Democracy nowadays is portrayed as the supreme unquestionable system and its faults rationalized by claiming all other systems are worse (any proof to that sweeping claim?). When it delivers poor governance in nations, the blame is passed on to the politicians – if only they could be different, democracy would work. But, wasn’t it we who elected them and does not democracy empower all or any of us to join politics and show better results than these politicians? “By the people and of the people” – that is the system. If it does not produce good results, we may need to question the system.

Let us look at who in the past has criticized democracy - were they fanatics, freaks or some great leaders and philosophers?

Mankind will in time discover that unbridled majorities are as tyrannical and cruel as unlimited despots.
John Adams 1793 (1735-1826, 2nd President of the United States, 1797-1801)

Remember, democracy never lasts long. It soon wastes, exhausts, and murders itself. There never was a democracy yet that did not commit suicide.
John Adams

A democracy is nothing more than mob rule, where fifty-one percent of the people may take away the rights of the other forty-nine.
Thomas Jefferson: (1743-1826, 3rd President of the United States, 1801-09, Principal Author of the Declaration of Independence. 1762-1826)

A free government is a complicated piece of machinery, the nice and exact adjustment of whose springs, wheels, and weights, is not yet well comprehended by the artists of the age, and still less by the people.
John Adams to Thomas Jefferson

Democracies have been found incompatible with personal security or the rights of property; and in general been as short in their lives as they have been violent in their death.
James Madison (1751-1836, 4th President of the United States 1809-1817)

Remember, democracy never lasts long. It soon wastes, exhausts, and murders itself. There never was a democracy yet that did not commit suicide.
John Quincy Adams (1767 – 1848, 6th President of the United States 1825-1829)

I have long been convinced that institutions purely democratic must, sooner or later, destroy liberty or civilization, or both.
Thomas Babington Macaulay (1800 – 1859, British Historian and Politician)

The best argument against democracy is a five minute conversation with the average voter.
Winston Churchill (1874-1965, British Prime Minister during World War II)

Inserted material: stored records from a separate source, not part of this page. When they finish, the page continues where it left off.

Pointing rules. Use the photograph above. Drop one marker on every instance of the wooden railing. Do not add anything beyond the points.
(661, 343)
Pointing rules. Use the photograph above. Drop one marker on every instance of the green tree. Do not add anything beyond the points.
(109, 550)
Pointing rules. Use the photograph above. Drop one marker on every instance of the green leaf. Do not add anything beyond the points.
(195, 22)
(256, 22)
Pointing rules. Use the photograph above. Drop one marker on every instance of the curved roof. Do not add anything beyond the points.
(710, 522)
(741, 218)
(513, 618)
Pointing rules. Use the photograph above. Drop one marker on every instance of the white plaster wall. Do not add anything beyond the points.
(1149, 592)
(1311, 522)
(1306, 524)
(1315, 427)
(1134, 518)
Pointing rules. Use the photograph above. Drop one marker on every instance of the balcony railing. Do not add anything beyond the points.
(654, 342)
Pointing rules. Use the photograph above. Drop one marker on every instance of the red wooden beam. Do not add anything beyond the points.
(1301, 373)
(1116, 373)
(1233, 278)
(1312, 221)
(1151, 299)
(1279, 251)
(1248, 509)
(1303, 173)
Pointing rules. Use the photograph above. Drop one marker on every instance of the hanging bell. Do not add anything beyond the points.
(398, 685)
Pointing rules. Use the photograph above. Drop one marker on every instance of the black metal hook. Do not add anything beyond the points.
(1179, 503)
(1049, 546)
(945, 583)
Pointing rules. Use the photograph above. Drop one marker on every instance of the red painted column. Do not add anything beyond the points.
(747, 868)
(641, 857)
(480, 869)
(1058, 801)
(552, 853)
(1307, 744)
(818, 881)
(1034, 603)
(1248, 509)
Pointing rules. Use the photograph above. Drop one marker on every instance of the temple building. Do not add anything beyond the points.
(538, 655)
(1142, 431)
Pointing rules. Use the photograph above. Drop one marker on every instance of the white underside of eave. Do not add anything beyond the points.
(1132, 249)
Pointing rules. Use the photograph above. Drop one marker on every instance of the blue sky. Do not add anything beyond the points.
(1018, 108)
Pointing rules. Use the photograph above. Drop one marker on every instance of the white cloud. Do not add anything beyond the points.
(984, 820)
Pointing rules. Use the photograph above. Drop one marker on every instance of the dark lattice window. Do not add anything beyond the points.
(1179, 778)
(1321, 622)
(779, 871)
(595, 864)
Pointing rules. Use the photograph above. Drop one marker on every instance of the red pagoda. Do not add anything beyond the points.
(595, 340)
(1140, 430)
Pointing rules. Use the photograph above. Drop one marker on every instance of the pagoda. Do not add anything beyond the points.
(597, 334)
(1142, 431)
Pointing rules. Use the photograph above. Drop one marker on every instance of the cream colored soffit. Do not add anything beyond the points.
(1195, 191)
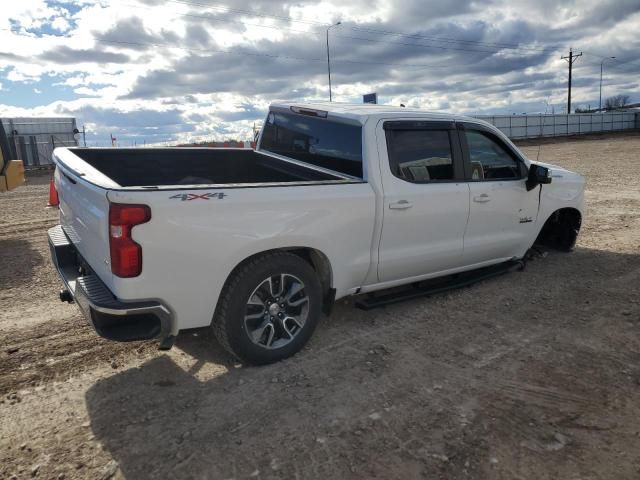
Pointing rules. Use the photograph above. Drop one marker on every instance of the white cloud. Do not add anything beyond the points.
(115, 57)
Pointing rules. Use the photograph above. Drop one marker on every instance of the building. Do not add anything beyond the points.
(32, 140)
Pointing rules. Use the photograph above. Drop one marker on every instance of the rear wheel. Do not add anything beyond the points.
(269, 308)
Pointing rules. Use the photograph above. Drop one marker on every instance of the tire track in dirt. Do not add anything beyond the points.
(59, 350)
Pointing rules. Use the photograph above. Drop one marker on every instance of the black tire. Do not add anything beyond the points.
(229, 319)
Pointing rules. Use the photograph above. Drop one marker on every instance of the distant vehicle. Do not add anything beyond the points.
(337, 200)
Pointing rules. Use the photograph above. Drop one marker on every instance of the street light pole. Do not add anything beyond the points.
(328, 58)
(601, 64)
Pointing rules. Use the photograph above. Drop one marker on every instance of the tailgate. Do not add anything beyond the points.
(84, 216)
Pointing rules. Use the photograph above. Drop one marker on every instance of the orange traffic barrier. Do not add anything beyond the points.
(53, 195)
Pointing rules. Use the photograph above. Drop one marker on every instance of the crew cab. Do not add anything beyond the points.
(336, 200)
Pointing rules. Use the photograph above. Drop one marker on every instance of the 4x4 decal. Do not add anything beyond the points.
(187, 197)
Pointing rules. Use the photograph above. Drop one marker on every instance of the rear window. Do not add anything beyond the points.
(318, 141)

Indeed, it has been said that democracy is the worst form of Government except all those others that have been.
Winston Churchill
(This is the only quote that is thrown about these days almost as the gospel truth about democracy. Maybe it was true of just UK in the mid 20th century – may not have been true in the century prior or even after. Winston's first quote criticising the very essence of democracy is not heard anymore.)

Democracy encourages the majority to decide things about which the majority is blissfully ignorant.
John Simon (1925- American critic)

Despots and democratic majorities are drunk with power.
Ludwig von Mises (1881-1973, Austrian Economist)

Democracy is a pathetic belief in the collective wisdom of individual ignorance.
H.L. Mencken (1880-1956, American Essayist)

A democracy cannot exist as a permanent form of government. It can only exist until a majority of voters discover that they can vote themselves largess out of the public treasury.
Alexander Tytler (1747-1813, Scott British Writer)

(Egalitarian models are different from democratic majorities cornering resources of a nation in instant benefits)

Democracy is a process by which the people are free to choose the man who will get the blame.
Laurence J. Peter (1919-1990, American Educator, formulated The Peter Principle)

Democracy means simply the bludgeoning of the people by the people for the people.
Oscar Wilde (1854-1900, Irish Writer)

Liberty doesn't work as well in practice as it does in speeches.
Will Rogers (1879-1935, American Commentator)

Democracy forever teases us with the contrast between its ideals and its realities, between its heroic possibilities and its sorry achievements.